Comments on: TreasuryDirect enhances security features

by: Tom Adams

Mon, 21 Aug 2006 17:32:11 +0000

The problem with email notifications mentioned in this article has been fixed. I tested it this morning and received notifications at both the old and new address. For more information, see TreasuryDirect email notifications fixed.

by: Charles

Fri, 18 Aug 2006 19:21:17 +0000

The fact that the new TD is paperless does add somewhat to the security. In a way, your account # is as good as your password since no statements are sent. When you get your 1099's at the end of the year or a statement, any crook with access to your mail can get your SS#, account# and everything else that is printed and they are good to go.
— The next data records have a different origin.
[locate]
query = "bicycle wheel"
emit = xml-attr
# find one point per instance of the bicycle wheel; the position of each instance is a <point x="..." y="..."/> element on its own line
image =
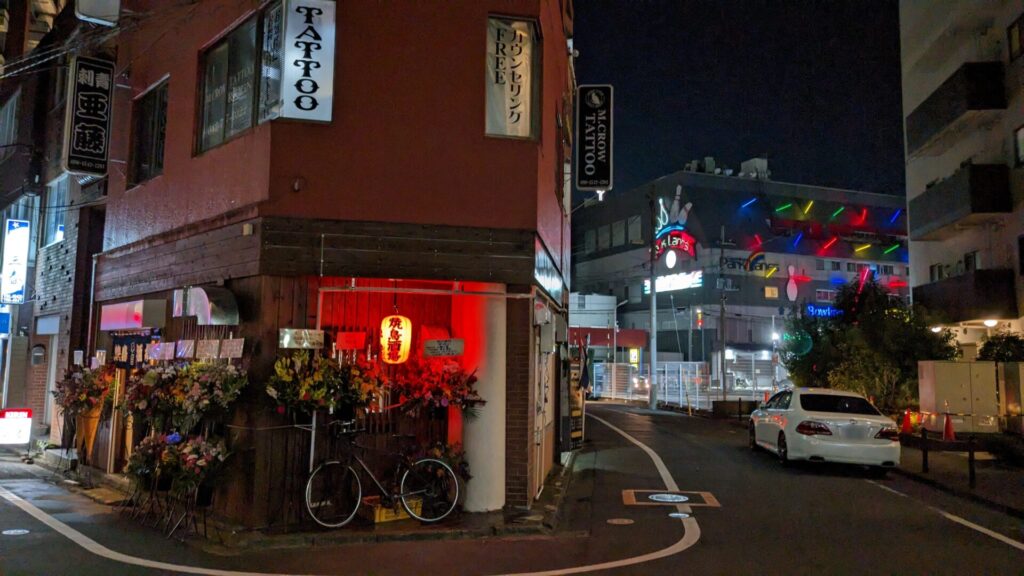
<point x="333" y="494"/>
<point x="429" y="490"/>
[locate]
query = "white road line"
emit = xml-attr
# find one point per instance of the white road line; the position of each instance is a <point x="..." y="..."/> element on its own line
<point x="982" y="529"/>
<point x="690" y="536"/>
<point x="963" y="522"/>
<point x="101" y="550"/>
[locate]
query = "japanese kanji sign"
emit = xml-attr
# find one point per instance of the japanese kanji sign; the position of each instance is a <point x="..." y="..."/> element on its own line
<point x="593" y="142"/>
<point x="510" y="78"/>
<point x="87" y="129"/>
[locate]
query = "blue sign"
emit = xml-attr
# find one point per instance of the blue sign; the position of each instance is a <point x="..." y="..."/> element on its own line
<point x="822" y="312"/>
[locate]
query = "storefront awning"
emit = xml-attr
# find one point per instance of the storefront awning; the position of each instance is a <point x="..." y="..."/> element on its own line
<point x="627" y="338"/>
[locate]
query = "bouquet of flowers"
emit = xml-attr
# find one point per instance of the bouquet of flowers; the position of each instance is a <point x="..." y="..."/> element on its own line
<point x="199" y="458"/>
<point x="202" y="386"/>
<point x="307" y="382"/>
<point x="147" y="394"/>
<point x="436" y="382"/>
<point x="82" y="388"/>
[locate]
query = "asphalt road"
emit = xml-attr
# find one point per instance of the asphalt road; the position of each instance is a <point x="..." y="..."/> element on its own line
<point x="770" y="520"/>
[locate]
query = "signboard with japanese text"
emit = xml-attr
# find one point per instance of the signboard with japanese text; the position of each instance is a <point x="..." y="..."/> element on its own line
<point x="594" y="137"/>
<point x="451" y="346"/>
<point x="307" y="66"/>
<point x="15" y="261"/>
<point x="510" y="78"/>
<point x="87" y="126"/>
<point x="15" y="425"/>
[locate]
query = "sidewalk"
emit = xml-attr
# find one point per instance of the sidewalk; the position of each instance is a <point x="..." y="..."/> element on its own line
<point x="997" y="486"/>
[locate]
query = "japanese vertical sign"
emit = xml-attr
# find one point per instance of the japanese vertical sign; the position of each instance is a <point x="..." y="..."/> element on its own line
<point x="593" y="141"/>
<point x="307" y="74"/>
<point x="87" y="128"/>
<point x="510" y="78"/>
<point x="15" y="261"/>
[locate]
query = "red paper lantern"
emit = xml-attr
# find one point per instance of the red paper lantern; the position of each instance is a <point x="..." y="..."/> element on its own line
<point x="396" y="337"/>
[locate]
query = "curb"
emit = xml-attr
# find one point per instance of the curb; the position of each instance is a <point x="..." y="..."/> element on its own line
<point x="961" y="493"/>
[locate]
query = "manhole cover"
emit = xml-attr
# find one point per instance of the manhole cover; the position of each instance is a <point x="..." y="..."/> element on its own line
<point x="668" y="498"/>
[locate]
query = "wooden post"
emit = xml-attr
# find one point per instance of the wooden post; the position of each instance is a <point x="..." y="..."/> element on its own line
<point x="924" y="450"/>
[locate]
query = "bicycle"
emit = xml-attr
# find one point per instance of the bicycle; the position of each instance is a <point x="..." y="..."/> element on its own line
<point x="428" y="488"/>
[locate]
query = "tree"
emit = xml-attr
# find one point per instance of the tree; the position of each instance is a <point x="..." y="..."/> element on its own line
<point x="1004" y="346"/>
<point x="871" y="345"/>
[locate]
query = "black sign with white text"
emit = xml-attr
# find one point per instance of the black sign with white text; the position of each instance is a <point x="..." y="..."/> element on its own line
<point x="87" y="131"/>
<point x="593" y="142"/>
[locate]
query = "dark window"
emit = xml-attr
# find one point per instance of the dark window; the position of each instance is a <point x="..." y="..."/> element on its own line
<point x="1019" y="147"/>
<point x="228" y="87"/>
<point x="1014" y="38"/>
<point x="148" y="131"/>
<point x="836" y="404"/>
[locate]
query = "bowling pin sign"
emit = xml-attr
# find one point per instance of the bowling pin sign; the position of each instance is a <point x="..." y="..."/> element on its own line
<point x="791" y="286"/>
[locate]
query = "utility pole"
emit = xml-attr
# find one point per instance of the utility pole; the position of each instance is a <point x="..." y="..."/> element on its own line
<point x="652" y="396"/>
<point x="721" y="313"/>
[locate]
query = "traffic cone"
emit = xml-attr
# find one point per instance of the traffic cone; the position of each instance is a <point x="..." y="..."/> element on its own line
<point x="905" y="427"/>
<point x="947" y="430"/>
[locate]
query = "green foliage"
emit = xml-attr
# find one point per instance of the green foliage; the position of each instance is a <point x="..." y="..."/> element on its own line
<point x="1005" y="346"/>
<point x="871" y="347"/>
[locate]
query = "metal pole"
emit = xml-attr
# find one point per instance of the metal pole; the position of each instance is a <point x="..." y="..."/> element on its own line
<point x="721" y="313"/>
<point x="652" y="397"/>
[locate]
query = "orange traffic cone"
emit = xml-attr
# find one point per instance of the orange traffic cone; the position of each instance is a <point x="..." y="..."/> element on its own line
<point x="905" y="426"/>
<point x="947" y="430"/>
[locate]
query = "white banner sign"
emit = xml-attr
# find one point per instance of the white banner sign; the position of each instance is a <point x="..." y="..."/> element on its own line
<point x="451" y="346"/>
<point x="307" y="66"/>
<point x="510" y="78"/>
<point x="15" y="261"/>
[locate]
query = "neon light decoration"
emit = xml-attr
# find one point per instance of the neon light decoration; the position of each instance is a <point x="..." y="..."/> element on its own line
<point x="681" y="281"/>
<point x="675" y="238"/>
<point x="396" y="337"/>
<point x="814" y="311"/>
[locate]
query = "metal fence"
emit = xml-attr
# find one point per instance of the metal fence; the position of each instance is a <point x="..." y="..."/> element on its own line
<point x="680" y="383"/>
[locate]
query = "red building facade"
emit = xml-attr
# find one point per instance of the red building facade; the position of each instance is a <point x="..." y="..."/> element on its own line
<point x="401" y="200"/>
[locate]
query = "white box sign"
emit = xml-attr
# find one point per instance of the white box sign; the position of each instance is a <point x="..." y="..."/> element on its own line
<point x="307" y="66"/>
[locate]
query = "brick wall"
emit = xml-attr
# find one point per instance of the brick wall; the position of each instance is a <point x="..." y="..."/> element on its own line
<point x="519" y="406"/>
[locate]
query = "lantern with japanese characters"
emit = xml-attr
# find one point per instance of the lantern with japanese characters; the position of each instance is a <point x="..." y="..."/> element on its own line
<point x="396" y="337"/>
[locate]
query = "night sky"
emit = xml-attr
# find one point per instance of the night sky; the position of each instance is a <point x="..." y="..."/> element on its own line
<point x="813" y="84"/>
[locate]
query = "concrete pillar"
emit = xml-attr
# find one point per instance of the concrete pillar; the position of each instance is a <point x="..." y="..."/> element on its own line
<point x="480" y="322"/>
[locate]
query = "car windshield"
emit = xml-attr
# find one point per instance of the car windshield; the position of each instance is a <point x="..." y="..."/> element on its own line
<point x="837" y="404"/>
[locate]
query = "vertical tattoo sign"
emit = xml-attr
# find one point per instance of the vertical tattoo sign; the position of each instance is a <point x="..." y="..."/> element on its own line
<point x="307" y="68"/>
<point x="593" y="141"/>
<point x="510" y="78"/>
<point x="87" y="126"/>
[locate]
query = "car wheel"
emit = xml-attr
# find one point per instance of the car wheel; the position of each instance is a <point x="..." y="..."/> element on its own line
<point x="783" y="452"/>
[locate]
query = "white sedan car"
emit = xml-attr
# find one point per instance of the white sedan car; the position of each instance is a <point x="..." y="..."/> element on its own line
<point x="824" y="425"/>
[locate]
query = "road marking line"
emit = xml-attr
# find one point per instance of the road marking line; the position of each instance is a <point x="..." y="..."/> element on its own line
<point x="101" y="550"/>
<point x="963" y="522"/>
<point x="886" y="488"/>
<point x="982" y="529"/>
<point x="690" y="536"/>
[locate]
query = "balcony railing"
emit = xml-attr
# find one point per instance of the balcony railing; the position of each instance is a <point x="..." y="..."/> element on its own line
<point x="980" y="294"/>
<point x="972" y="97"/>
<point x="973" y="195"/>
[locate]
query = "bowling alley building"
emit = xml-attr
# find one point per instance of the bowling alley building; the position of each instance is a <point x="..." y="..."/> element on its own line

My local back sent out last years 1099 with my SS# showing under my name thru the plastic window of the envelope :'(

by: billy

Thu, 17 Aug 2006 22:40:38 +0000

A prenote is a zero dollar ACH to give the bank the opportunity to verify the account. TD does send your account info with it, but it's up to the bank to make sure the account is yours. They DONT normally do that since ACH rules only require them to check that the account exists, hence, the risk of fraud.

If the bank is liable….well…good luck in trying to collect.

The big risk is what could happen if a crook gets your password.

by: jon

Thu, 17 Aug 2006 22:11:26 +0000

I believe Reg E applies to any electronic transaction like ACH. If I'm a victim of fraud in a bank to bank ACH transfer, I'm covered (by the bank). TD uses ACH (no protection).

Investment accounts have SIPC (an FDIC equivalent).

by: Mario

Thu, 17 Aug 2006 02:36:16 +0000

I'm actually more worried about elaborate schemes, such as when someone gains access to your TD account, changes the registration such that they are co-owner, gives themselves transact rights, then transfers the security to their account and deposits in their bank account.

Therefore I think registration changes are probably the weakest link, and should require something like TD sending you an email that prompts you to verify by logging back into your account before the change becomes effective. And email changes should require the same such that the thief can't change the email to theirs.

Tom, please forward ideas to your TD contacts …

by: Mario

Thu, 17 Aug 2006 02:27:44 +0000

Billy, thanks for providing all the information. In the PIA you linked, it does say "financial institutions provide the initial defense against fraudulent or unauthorized transactions" which implies to me that the Treasury pushes the responsibility to the banks - which makes logistic sense, because anyone who knows your account number could otherwise attempt an ACH; generally speaking for an ACH debit, do we know if the liability lies with the bank that requests the ACH or the bank thar receives the request?

They also say in that document that the names you provided on the account are transmitted to the bank. I would assume the Treasury would at least flag the transaction if you don't provide your own name; and the bank would hopefully flag if the name doesn't match the name on file for the account. I think ideally they should also transmit SSN because two people could have the same name.

I don't see that as being very different from a prenotification, where it is also the bank which verifies account ownership.